Our regular columnist Mark Jones looks ahead to tomorrow's much-anticipated clash against Everton and talks Merseyside derby heroes in his latest piece...
There is always a Merseyside derby story.
There is always a hero and more often than not there's a villain, with the identities of which depending on whether you've entered the week - the month, the year, your life - wearing red or blue.
Characters, plots, sub-plots, twists and turns. They're all there and they're all remembered. But such is the nature of football fans, we often choose to remember the incidents which upset us rather than the ones we enjoyed.
And so, there will be plenty of Liverpool fans flocking to Anfield for Sunday's Merseyside derby determined to see their club enact some sort of 'revenge' for seeing what would have been a winning goal for Luis Suarez in the dying seconds of October's Goodison Park derby disallowed.
Similarly, speak to an Evertonian before Sunday and they'll have plenty of reasons why their club hasn't won at Anfield this century. Officials will star in many of them.
Such incidents aren't forgotten. Fans of both clubs could reel off a list of derby grievances on their short walks across Stanley Park and have plenty of time left over for further debates in The Arkles or The Albert.
But where once that park and those pubs would house the vast majority of derby-day discussion, these days it goes on all over the world.
Right now the thoughts ahead of the 220th meeting of red and blue will be dominating plenty of minds across the globe. How will Philippe Coutinho fare during his first taste of a Merseyside showdown?

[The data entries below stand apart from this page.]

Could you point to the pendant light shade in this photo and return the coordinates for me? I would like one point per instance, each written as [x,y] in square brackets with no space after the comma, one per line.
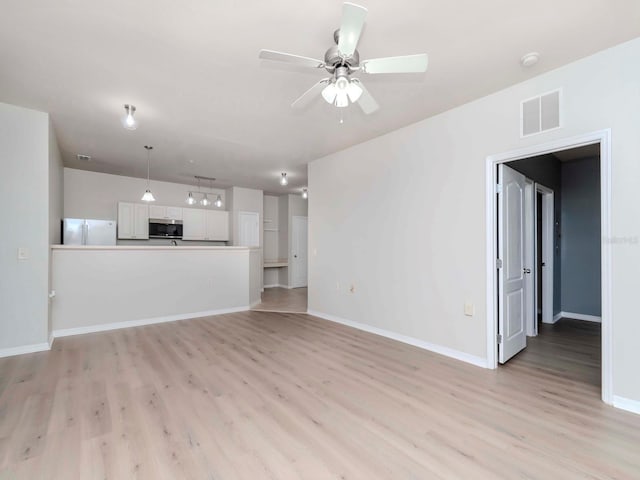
[128,121]
[148,196]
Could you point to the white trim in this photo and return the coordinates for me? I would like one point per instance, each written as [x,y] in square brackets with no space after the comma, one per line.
[36,347]
[66,332]
[627,404]
[581,316]
[448,352]
[603,137]
[548,251]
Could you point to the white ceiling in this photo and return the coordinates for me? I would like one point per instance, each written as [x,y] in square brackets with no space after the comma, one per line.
[210,107]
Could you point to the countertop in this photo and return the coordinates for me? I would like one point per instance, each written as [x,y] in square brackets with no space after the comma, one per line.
[139,247]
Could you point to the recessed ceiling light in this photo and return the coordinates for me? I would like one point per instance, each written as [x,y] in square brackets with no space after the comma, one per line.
[530,59]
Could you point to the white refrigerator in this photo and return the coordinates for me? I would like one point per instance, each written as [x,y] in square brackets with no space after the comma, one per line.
[81,231]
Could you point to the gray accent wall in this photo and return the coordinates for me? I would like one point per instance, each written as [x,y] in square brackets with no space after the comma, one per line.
[580,237]
[546,170]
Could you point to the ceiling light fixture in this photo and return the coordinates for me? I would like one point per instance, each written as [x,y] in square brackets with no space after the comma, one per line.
[128,121]
[530,59]
[148,196]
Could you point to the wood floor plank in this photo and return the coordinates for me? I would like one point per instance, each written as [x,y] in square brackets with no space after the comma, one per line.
[258,395]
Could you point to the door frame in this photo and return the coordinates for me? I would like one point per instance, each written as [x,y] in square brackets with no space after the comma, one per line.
[603,137]
[548,251]
[294,219]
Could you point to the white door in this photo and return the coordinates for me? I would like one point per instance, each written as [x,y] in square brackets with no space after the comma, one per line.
[248,229]
[531,308]
[511,282]
[299,252]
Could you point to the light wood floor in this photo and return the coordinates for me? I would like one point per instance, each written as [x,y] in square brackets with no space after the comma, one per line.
[279,299]
[284,396]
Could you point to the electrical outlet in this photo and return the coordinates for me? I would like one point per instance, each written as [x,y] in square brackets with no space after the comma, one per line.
[469,309]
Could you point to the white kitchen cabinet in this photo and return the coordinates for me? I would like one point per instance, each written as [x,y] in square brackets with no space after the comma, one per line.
[133,221]
[210,225]
[194,225]
[165,213]
[217,225]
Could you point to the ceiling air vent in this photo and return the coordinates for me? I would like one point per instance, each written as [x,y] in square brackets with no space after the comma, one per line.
[540,114]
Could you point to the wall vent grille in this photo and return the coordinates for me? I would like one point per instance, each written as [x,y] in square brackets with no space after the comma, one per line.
[540,114]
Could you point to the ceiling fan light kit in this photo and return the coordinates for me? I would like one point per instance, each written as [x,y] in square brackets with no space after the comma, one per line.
[128,121]
[343,60]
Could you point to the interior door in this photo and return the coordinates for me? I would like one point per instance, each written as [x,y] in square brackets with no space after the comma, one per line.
[511,281]
[299,235]
[248,229]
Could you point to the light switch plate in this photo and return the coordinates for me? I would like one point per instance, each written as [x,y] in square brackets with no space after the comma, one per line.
[469,309]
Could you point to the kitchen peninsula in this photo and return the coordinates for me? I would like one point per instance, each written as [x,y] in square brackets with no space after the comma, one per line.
[107,287]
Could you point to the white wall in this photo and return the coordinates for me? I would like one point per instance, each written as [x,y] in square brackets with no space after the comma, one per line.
[104,286]
[24,195]
[271,250]
[96,195]
[403,216]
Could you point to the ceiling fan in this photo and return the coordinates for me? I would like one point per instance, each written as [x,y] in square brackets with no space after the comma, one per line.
[342,60]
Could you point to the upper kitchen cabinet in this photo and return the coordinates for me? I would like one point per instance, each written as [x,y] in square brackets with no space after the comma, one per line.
[165,213]
[133,221]
[199,224]
[217,225]
[194,225]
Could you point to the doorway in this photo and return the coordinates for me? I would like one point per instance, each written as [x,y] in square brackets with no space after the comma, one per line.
[506,303]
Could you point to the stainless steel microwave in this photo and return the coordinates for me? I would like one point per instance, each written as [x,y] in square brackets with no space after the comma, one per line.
[162,228]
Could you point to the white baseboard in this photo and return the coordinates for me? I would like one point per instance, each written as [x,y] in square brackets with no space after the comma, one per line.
[37,347]
[448,352]
[580,316]
[622,403]
[66,332]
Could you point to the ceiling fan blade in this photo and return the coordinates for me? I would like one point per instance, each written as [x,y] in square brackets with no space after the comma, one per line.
[290,58]
[366,101]
[351,27]
[404,64]
[311,94]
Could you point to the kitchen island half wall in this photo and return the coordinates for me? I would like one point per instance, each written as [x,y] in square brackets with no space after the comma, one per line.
[105,288]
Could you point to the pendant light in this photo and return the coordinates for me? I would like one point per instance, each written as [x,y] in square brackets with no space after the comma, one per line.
[128,121]
[148,196]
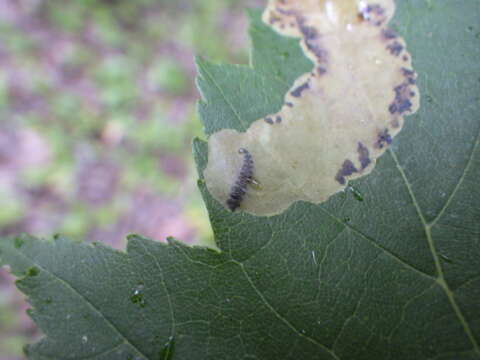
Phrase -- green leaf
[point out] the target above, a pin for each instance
(395, 276)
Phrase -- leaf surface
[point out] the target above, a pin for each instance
(394, 276)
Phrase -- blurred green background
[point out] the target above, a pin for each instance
(97, 115)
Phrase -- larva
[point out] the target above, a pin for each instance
(239, 189)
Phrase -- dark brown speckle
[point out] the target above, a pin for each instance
(347, 169)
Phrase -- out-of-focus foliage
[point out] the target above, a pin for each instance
(97, 113)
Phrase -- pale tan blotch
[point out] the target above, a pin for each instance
(336, 121)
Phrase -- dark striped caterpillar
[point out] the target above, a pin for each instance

Ditto the similarly in-form Daniel Sturridge? Can David Moyes and his impressive Everton side register a first Anfield win for the Blues since 1999? Who will the story be about this time?
Suarez, Andy Carroll, Fernando Torres, Steven Gerrard, Nick Barmby, Robbie Fowler, Thomas Gravesen, Kevin Campbell, Don Hutchinson, Duncan Ferguson, Ian Rush, Ian Rush, Ian Rush and Ian Rush. The story is so often about such different and diverse characters (unless you're Ian Rush).
But where Rush and his goals once led, the current crop of players will hope to follow. This time, for instance, could it be Coutinho who sparkles on his derby debut?
The Brazilian's individual display in last week's win at Newcastle was surely one of the most impressive in the Reds' season.
Constantly wanting the ball and popping up in areas where he could hurt the hosts, his link with Sturridge is sure to be important in a contest that the Reds will enter in good heart.
Sturridge will surely enter it in a greater mood than most following his two goals at St James' Park. Derby debutants have so often written these stories and Liverpool couldn't wish to have two more exciting prospects in their side come Sunday.
Everton, too, have more than enough reasons to be confident. Still pushing for Europe, this surely represents a last chance to secure a top five place - but they have hardly looked intimidated by any challenge all season.
Their fans that enter Anfield on Sunday will be desperate for one of their own to write the story this time, and the battle for control of those storytelling privileges is sure to be as compelling as ever.
The narrative around derbies always seems to differ, but the desire to win remains the same.
The stories surrounding Suarez's disallowed winner, Rush's many, many goals, Campbell's early strike at the Kop end and Barmby's scriptwriter's dream of a header will be added to come Sunday afternoon.